The Parliamentary committee is seeking views from individuals and organisations about proposed changes to the Gender Recognition Act (Scotland) to help inform their inquiry and ensure the Bill receives “appropriate and robust” scrutiny.
The much-anticipated and consulted upon legislation would amend the Gender Recognition Act 2004 to introduce new criteria for applicants seeking to obtain a Gender Recognition Certificate.
New measures in the reform would mean the time period applicants are required to live in their acquired gender will be reduced from two years to three months with an additional three month reflection period.
Applicants will also no longer need to provide a medical diagnosis or medical evidence to support their application and the age people can apply to the process will be reduced from 18 to 16.
It will also be a criminal offence for applicants to make false statutory declarations with a sentence of up to two years’ imprisonment and/or a fine.
The consultation period marks the third time the change to the process has been consulted on.
However, Scottish Greens equalities spokesperson Maggie Chapman said the consultation period “does not constitute a delay” to legislation.

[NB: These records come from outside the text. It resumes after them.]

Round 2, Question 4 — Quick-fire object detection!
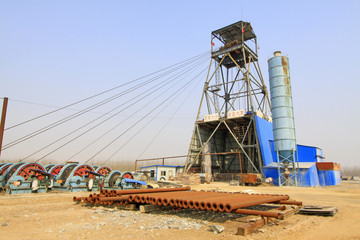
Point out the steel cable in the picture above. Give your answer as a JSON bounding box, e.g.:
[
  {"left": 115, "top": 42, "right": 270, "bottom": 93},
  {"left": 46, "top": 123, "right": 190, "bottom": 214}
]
[
  {"left": 5, "top": 51, "right": 209, "bottom": 130},
  {"left": 3, "top": 52, "right": 208, "bottom": 150}
]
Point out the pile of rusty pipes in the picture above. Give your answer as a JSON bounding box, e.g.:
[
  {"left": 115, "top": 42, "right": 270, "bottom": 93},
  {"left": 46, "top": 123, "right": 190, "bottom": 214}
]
[{"left": 73, "top": 187, "right": 302, "bottom": 218}]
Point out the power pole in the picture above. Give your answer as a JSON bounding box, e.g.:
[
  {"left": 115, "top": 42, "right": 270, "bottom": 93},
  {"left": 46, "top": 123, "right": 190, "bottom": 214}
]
[{"left": 0, "top": 97, "right": 8, "bottom": 156}]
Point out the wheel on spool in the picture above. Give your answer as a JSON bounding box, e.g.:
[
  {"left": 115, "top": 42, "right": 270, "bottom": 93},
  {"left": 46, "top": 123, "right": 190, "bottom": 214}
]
[
  {"left": 87, "top": 178, "right": 94, "bottom": 191},
  {"left": 105, "top": 171, "right": 121, "bottom": 188},
  {"left": 31, "top": 177, "right": 40, "bottom": 192},
  {"left": 4, "top": 163, "right": 25, "bottom": 183},
  {"left": 49, "top": 164, "right": 64, "bottom": 176},
  {"left": 45, "top": 164, "right": 55, "bottom": 172},
  {"left": 96, "top": 166, "right": 112, "bottom": 176},
  {"left": 121, "top": 172, "right": 134, "bottom": 179},
  {"left": 17, "top": 163, "right": 45, "bottom": 180},
  {"left": 74, "top": 164, "right": 95, "bottom": 178},
  {"left": 0, "top": 164, "right": 12, "bottom": 175}
]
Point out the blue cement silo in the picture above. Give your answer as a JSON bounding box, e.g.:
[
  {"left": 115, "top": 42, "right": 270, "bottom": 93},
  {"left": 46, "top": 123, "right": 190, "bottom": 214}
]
[{"left": 268, "top": 51, "right": 298, "bottom": 186}]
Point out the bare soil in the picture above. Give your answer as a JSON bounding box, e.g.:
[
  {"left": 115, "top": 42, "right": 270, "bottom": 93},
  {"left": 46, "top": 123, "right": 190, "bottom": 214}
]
[{"left": 0, "top": 181, "right": 360, "bottom": 240}]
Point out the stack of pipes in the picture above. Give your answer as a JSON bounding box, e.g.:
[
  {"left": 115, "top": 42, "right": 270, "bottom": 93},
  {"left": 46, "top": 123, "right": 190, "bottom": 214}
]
[{"left": 73, "top": 187, "right": 302, "bottom": 218}]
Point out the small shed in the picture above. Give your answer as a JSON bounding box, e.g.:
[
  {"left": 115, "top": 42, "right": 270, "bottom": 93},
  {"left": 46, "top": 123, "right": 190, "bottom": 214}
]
[{"left": 140, "top": 165, "right": 184, "bottom": 181}]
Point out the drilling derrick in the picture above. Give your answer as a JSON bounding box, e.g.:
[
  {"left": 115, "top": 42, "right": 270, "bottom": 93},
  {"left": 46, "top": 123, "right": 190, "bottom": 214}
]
[{"left": 185, "top": 21, "right": 271, "bottom": 180}]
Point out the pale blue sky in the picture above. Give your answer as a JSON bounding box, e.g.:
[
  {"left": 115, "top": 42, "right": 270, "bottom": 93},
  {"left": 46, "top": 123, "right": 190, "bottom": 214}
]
[{"left": 0, "top": 0, "right": 360, "bottom": 166}]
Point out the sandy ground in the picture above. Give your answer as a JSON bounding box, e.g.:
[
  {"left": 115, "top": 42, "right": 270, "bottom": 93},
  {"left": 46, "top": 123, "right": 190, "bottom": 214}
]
[{"left": 0, "top": 182, "right": 360, "bottom": 240}]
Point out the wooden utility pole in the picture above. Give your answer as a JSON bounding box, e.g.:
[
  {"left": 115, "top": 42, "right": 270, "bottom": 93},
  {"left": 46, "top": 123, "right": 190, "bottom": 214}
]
[{"left": 0, "top": 97, "right": 8, "bottom": 156}]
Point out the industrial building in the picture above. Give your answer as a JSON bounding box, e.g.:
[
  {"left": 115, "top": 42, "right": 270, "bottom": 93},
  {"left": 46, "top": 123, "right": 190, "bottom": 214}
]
[{"left": 185, "top": 21, "right": 340, "bottom": 186}]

The MSP said: “As with any legislation, committee scrutiny includes a call for views and evidence to build on the Scottish Government’s two consultations on this last term.
"We remain committed to improve the lives of trans people quickly, especially given the rise in misinformation about this bill and hate crime against this marginalised group.”
The EHRCJ committee convener Joe FitzPatrick MSP said the consultation “marks the first step” in the committee’s scrutiny of the reform and it is “vital” to hear from a wide range of voices”.
He added: “We have launched this call for views to hear from you about your views on the key changes in the Bill, such as the removal of the need for medical evidence and reducing the minimum age for applications.
"The views of people and organisations from across the country are crucial to ensuring that this Bill is properly considered.”
There has been much debate around the reform with groups raising concerns that the new legislation could have an impact on single-sex exceptions in the Equality Act.
There are also fears the change in law could potentially place women in danger from men who might abuse a self-identification system.
The committee has stated it will not explore any issues outwith the scope of the Bill as part of the inquiry.
Meghan Gallacher MSP, Scottish Conservative Shadow Minister for Children and Young People welcomed the committee’s consultation period and said the Gender Reform Act debate “must be conducted in a sensitive and respectful manner”.
The MSP added: “The Gender Reform Act elicits passionate opinions on both sides and it’s vital that all view are not just heard, but taken into account.
“We will scrutinise and debate the Scottish Government’s proposals carefully, but we are clear that the rights and safety of women must not be eroded or compromised by this.”
Those who wish to shared their views with the committee can do so via the Scottish Parliament’s Citizen Space platform.
The deadline for submissions is May 16.